Describe the bug, including details regarding any error messages, version, and platform.
null_table = pa.Table.from_pydict({"A": ["", None], "B": [None, ""], "C": ["E", "F"]})
partitioning = pa.dataset.FilenamePartitioning(pa.schema({"A": pa.string()}))
pa.parquet.write_to_dataset(null_table, r"dir\filename\", partitioning=partitioning)
>>> pa.parquet.read_table( r"dir\filename\", partitioning=partitioning)
pyarrow.Table
A: string
----
A: []
>>>
Null does not roundtrip when it is one of the partition values, and filename or directory partitioning are used.
When mixing null and empty string with directory partitioning, it also doesn't roundtrip:
>>> partitioning = pa.dataset.DirectoryPartitioning(pa.schema({"A": pa.string()}))

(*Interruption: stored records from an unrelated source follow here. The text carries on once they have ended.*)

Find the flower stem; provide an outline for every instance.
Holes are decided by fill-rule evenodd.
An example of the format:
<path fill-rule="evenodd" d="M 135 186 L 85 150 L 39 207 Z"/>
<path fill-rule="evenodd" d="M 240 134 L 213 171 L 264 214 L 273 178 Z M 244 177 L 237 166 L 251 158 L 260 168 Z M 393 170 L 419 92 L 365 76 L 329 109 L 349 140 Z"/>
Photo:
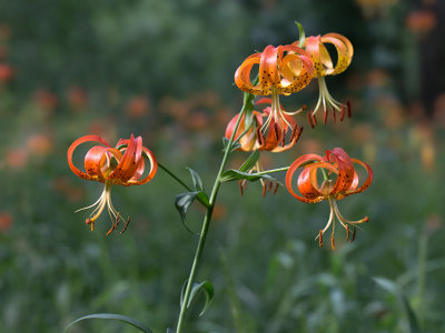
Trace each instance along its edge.
<path fill-rule="evenodd" d="M 181 181 L 175 173 L 172 173 L 170 170 L 168 170 L 165 165 L 158 162 L 158 167 L 162 169 L 169 176 L 171 176 L 174 180 L 176 180 L 178 183 L 180 183 L 184 188 L 187 189 L 187 191 L 192 191 L 184 181 Z"/>
<path fill-rule="evenodd" d="M 284 167 L 284 168 L 278 168 L 278 169 L 271 169 L 271 170 L 265 170 L 265 171 L 261 171 L 261 172 L 253 173 L 251 175 L 269 174 L 269 173 L 274 173 L 274 172 L 287 171 L 288 169 L 289 169 L 289 167 Z"/>
<path fill-rule="evenodd" d="M 188 307 L 187 305 L 188 305 L 188 302 L 189 302 L 189 299 L 190 299 L 195 275 L 196 275 L 196 272 L 197 272 L 197 269 L 198 269 L 199 260 L 200 260 L 200 258 L 202 255 L 204 245 L 206 243 L 207 232 L 208 232 L 208 229 L 209 229 L 209 225 L 210 225 L 211 214 L 214 212 L 216 198 L 218 195 L 219 186 L 221 185 L 220 176 L 221 176 L 221 174 L 224 172 L 224 169 L 226 167 L 228 157 L 229 157 L 229 154 L 231 152 L 231 145 L 234 143 L 235 134 L 238 131 L 238 127 L 239 127 L 239 123 L 241 121 L 243 114 L 246 112 L 249 103 L 253 102 L 253 99 L 254 99 L 253 95 L 249 94 L 248 97 L 246 97 L 246 94 L 245 94 L 243 109 L 239 112 L 239 117 L 238 117 L 238 120 L 237 120 L 237 122 L 235 124 L 234 132 L 231 133 L 229 143 L 227 144 L 227 149 L 224 152 L 222 161 L 221 161 L 221 164 L 219 167 L 218 174 L 217 174 L 217 176 L 215 179 L 214 188 L 212 188 L 211 193 L 210 193 L 209 204 L 207 206 L 206 216 L 204 218 L 201 232 L 200 232 L 200 235 L 199 235 L 199 242 L 198 242 L 198 245 L 197 245 L 197 249 L 196 249 L 196 252 L 195 252 L 194 263 L 191 265 L 190 273 L 189 273 L 189 276 L 188 276 L 188 280 L 187 280 L 187 286 L 186 286 L 186 291 L 185 291 L 185 294 L 184 294 L 184 299 L 182 299 L 182 303 L 181 303 L 181 307 L 180 307 L 180 312 L 179 312 L 178 324 L 176 326 L 176 333 L 180 333 L 181 330 L 182 330 L 184 319 L 185 319 L 186 311 L 187 311 L 187 307 Z"/>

>>> pa.parquet.write_to_dataset(null_table, r"dir\directory\", partitioning=partitioning)
>>> pa.parquet.read_table( r"dir\directory\", partitioning=partitioning)
pyarrow.Table
B: string
C: string
A: string
----
B: [[null],[""]]
C: [["E"],["F"]]
A: [[null],[null]]
>>>
I would expect A to be:
A: [[""],[null]]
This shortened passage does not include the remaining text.